"There is a strong culture in Pakistan of showing off."
In a comedic sketch, Pakistani-Canadian comedian Danish Ali made fun of Pakistan’s ‘Rishta’ tradition.
The video, which is titled Rishtay ka Soda, also stars Hareem Farooq and Ali Rehman Khan. It also promotes film Heer Maan Ja in a humorous way.
The video begins with several men on a cart while Danish pushes it, offering them for marriage.
Hareem then appears on a balcony with her mother as they begin discussing the worth of each man based on his occupation, background and lifestyle.
The comedic video has a twist as the woman has control over who she wants to marry while in real-life ‘Rishtas‘, the man tends to decide on who he wants to marry.
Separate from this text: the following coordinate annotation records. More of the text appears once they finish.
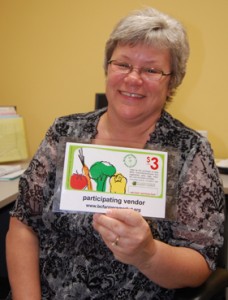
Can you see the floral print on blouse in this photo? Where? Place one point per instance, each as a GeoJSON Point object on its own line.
{"type": "Point", "coordinates": [74, 261]}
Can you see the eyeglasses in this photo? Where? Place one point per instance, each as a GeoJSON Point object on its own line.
{"type": "Point", "coordinates": [145, 73]}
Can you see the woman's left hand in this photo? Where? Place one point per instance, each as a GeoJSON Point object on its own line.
{"type": "Point", "coordinates": [126, 234]}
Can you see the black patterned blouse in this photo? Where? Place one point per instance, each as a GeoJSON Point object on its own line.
{"type": "Point", "coordinates": [74, 261]}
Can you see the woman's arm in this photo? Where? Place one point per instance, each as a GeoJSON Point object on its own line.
{"type": "Point", "coordinates": [168, 266]}
{"type": "Point", "coordinates": [22, 254]}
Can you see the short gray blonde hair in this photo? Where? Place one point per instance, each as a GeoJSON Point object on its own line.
{"type": "Point", "coordinates": [152, 27]}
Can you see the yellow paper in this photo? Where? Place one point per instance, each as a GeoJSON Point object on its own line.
{"type": "Point", "coordinates": [12, 139]}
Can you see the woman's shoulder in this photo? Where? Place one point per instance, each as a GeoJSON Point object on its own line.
{"type": "Point", "coordinates": [83, 116]}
Danish has flipped the societal norms and it highlights an empowering image.
But the video takes a real turn towards the end as the mother forcefully decides to give her daughter away to a murderous but rich man, all because of his status.
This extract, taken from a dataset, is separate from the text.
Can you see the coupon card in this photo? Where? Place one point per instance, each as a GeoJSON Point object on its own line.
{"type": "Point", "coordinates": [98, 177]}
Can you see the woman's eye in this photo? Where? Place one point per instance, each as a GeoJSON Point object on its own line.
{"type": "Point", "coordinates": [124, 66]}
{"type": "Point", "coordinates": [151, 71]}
Danish highlights the worth of each man based on the stereotypes attached to his profession.
For example, a doctor is offered for Rs. 4 million whereas an “imported” businessman and green card holder is worth Rs. 6 million.
Watch the Video by Danish Ali
Danish Ali explained that as a comedian, he takes everything as a joke but he knows that he should address serious matters too.
On the video, he said: “I just wanted to make a video that a family can watch and get a message out of.”
The process of ‘Rishta’ in Pakistan remains problematic but the priority seems to now be outfits, lavish gifts and expensive weddings.
The comedian said: “There is a strong culture in Pakistan of showing off.
“People in Pakistan believe that no matter what, even if you don’t have anything, you should at least look rich.”
“As a young person I want to end this, I want the youth to take charge to end this culture of spending millions of rupees on wedding events.”
Danish went on to say that the younger generation is more against excessive spending on weddings but believes that not enough attention is being paid to the future of women. He added:
“It’s unfortunate that Pakistani parents save more for their daughter’s marriage than their education.”